Eski Alman Başbakanı Gerhard Schröder'in hayat hikâyesini anlatan ve bu hafta yayımlanan biyografide Schröder’in, Türkiye Cumhurbaşkanı Recep Tayyip Erdoğan'ı, Türkiye'nin modernleşme ve demokratikleşme sürecine büyük katkılar yapmış bir lider olarak gördüğü, ancak son dönemdeki gelişmeleri “kaygıyla ve hoşnutsuzluk içersinde” izlediği belirtildi.

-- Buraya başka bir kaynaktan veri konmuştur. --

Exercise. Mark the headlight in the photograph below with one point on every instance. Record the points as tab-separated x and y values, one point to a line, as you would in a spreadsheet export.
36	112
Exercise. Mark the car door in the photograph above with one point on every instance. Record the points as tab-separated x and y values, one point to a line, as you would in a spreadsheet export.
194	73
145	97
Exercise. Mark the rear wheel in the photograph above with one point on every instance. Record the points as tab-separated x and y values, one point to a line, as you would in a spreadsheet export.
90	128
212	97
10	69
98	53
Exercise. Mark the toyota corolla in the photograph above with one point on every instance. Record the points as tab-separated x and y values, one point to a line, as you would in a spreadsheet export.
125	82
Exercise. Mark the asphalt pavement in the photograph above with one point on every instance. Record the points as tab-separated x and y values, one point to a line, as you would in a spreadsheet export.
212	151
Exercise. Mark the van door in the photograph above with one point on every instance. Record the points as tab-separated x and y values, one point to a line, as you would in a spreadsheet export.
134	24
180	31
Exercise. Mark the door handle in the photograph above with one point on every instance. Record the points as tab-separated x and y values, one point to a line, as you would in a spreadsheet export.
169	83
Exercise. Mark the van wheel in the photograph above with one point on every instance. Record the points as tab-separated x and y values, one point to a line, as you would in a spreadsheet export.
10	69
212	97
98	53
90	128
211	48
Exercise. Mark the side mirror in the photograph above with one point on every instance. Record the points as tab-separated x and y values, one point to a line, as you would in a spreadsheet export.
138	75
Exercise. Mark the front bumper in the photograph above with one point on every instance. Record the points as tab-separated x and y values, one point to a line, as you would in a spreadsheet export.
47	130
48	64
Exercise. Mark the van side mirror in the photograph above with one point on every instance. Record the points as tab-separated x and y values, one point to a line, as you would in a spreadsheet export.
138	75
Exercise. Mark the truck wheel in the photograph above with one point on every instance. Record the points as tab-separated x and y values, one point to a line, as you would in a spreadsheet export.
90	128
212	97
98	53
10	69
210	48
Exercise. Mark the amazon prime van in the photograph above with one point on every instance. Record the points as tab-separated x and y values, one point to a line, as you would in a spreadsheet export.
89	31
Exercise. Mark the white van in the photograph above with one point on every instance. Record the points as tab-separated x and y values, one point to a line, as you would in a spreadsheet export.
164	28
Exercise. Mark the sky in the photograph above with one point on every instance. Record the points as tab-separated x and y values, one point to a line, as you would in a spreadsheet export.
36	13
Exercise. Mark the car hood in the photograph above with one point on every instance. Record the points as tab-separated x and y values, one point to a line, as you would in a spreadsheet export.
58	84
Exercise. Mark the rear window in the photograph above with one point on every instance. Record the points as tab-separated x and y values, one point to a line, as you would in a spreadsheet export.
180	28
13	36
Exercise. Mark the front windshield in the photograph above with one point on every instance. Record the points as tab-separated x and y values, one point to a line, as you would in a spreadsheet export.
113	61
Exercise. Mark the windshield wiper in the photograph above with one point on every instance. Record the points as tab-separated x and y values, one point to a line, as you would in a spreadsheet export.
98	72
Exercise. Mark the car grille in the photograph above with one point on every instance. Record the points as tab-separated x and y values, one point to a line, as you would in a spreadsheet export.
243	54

Gregor Schöllgen tarafından kaleme alınan ve bin sayfayı aşan “Gerhard Schröder'in Biyografisi” adlı kitapta, Türkiye, Kıbrıs sorunu, Gezi olayları ve Schröder’in Erdoğan ile görüşmeleri hakkında dikkat çekici bölümler yer alıyor. 1998-2005 yılları arasında Başbakanlık yapan ve daha sonra görevi Angela Merkal’a devreden Schröder’in hayatını anlatan kitap bu hafta Berlin’de Schröder ve Merkel’in birlikte katıldığı toplantıpyla kamuoyuna tanıtıldı. Kitabın en ilginç bölümleri arasında Schröder’in Türkiye’nin AB sürecine bakışı ve AKP ile ilgili görüşleri dikkat çekiyor.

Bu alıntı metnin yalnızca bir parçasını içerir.